In 2022, the Olaf Scholz coalition of social democrats, greens, and liberals, repealed paragraph 219a, together with votes from The Left. This allowed medical professionals to state on their websites what kinds of abortion procedures they offer.

==Statistics==

| Year | 1996 | 2001 | 2006 | 2011 | 2012 | 2013 | 2014 | 2015 | 2016 | 2017 | 2018 | 2019 | 2020 | 2021 | 2022 |
| Total abortions | 130,899 | 134,964 | 119,710 | 108,867 | 106,815 | 102,802 | 99,715 | 99,237 | 98,721 | 101,209 | 100,986 | 100,893 | 99,948 | 94,596 | 103,927 |
| Live births | 796,013 | 734,475 | 672,724 | 662,685 | 673,544 | 682,069 | 714,927 | 737,575 | 792,141 | 784,901 | 787,523 | 778,090 | 773,144 | 795,492 | 738,856 |
| Abortions per 1,000 births (live) | 164.4 | 183.8 | 177.9 | 164.3 | 158.6 | 150.7 | 139.5 | 134.5 | 124.6 | 128.9 | 128.2 | 129.7 | 129.3 | 118.9 | 140.7 |
| Abortions per 1,000 women (15–44 years) | 7.65 | 8.04 | 7.42 | 7.52 | 7.45 | 7.23 | 7.05 | 6.98 | 6.96 | 7.13 | 7.10 | 7.08 | 7.03 | 6.65 | 7.15 |
| Number of women (15–44 years) in Tsd. | 17,109 | 16,783 | 16,133 | 14,480 | 14,337 | 14,216 | 14,146 | 14,215 | 14,182 | 14,188 | 14,222 | 14,240 | 14,212 | 14,215 | 14,545 |
by marital status:
| Single | 53,195 | 62,806 | 61,919 | 61,654 | 60,993 | 58,810 | 57,584 | 57,234 | 56,069 | 57,294 | 58,366 | 58,070 | 57,814 | 55,059 | 60,602 |
| Married | 68,524 | 63,686 | 51,119 | 42,153 | 40,742 | 39,355 | 37,628 | 37,659 | 38,529 | 39,669 | 38,712 | 38,727 | 38,286 | 35,961 | 39,656 |
| Widowed | 760 | 555 | 382 | 207 | 222 | 213 | 195 | 228 | 214 | 188 | 174 | 198 | 182 | 182 | 199 |
| Divorced | 8,420 | 7,917 | 6,290 | 4,853 | 4,858 | 4,424 | 4,308 | 4,116 | 3,909 | 4,058 | 3,734 | 3,898 | 3,666 | 3,394 | 3,470 |

Abortion-numbers had been falling over the last 25 years, there were 130,000–135,000 per year between 1996 and 2002, but this had fallen to a low of fewer than 99,000 abortions in 2016 and since then stabilized at around 100,000 abortions yearly.

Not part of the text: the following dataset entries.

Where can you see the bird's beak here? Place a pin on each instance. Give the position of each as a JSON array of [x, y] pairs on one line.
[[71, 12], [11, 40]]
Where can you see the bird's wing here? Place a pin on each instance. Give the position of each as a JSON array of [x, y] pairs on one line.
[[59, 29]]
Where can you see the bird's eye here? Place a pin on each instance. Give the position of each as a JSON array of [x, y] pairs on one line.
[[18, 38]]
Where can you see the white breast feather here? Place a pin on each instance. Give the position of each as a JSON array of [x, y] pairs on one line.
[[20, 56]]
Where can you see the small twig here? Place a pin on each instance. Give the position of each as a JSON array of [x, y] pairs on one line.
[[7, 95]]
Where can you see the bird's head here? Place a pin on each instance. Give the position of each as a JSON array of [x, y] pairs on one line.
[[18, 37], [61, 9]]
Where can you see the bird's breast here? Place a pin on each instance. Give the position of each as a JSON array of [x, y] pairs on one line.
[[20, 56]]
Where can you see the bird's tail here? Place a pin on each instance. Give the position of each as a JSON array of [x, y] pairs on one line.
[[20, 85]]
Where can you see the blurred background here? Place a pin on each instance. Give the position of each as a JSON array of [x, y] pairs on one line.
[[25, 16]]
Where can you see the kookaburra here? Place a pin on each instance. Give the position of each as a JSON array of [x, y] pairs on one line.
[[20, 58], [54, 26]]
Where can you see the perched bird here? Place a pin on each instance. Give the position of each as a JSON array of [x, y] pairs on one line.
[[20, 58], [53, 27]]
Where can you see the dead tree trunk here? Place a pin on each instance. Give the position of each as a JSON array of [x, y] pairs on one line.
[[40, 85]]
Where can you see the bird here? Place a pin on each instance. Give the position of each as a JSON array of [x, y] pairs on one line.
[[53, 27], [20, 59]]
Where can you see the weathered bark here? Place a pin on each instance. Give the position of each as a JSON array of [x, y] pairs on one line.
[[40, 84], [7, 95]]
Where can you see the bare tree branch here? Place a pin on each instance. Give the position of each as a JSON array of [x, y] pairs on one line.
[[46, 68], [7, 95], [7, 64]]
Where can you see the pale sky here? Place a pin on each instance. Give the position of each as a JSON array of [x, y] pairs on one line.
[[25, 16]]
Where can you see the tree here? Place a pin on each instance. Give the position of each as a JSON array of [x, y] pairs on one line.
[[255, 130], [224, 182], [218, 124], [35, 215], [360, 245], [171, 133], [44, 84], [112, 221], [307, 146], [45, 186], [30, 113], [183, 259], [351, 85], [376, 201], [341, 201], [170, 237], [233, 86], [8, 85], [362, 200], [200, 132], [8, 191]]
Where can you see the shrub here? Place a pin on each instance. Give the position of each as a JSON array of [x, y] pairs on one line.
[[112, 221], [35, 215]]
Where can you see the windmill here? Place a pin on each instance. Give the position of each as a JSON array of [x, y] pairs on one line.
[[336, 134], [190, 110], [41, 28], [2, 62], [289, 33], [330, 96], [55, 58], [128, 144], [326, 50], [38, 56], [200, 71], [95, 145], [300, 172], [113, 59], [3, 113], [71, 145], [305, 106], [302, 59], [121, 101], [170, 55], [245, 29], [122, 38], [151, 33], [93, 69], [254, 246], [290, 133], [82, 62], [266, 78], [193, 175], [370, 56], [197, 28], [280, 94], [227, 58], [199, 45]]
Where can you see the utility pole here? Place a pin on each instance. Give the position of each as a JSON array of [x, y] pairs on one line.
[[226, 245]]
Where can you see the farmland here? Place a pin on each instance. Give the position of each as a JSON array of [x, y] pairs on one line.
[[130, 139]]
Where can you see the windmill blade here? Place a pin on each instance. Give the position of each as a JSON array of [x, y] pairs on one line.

As of 2018, the abortion rate was 129 abortions per 1,000 live births.

==Legislation ==
Abortion is illegal under Section 218 of the German criminal code, and punishable by up to three years in prison (or up to five years for "reckless" abortions or those against the pregnant woman's will). Section 218a of the German criminal code, called Exception to liability for abortion, makes an exception for abortions with counseling in the first trimester, and for medically necessary abortions and abortions due to unlawful sexual acts (such as sexual abuse of a minor or rape) thereafter.

All abortions in Germany must be performed by a medical doctor.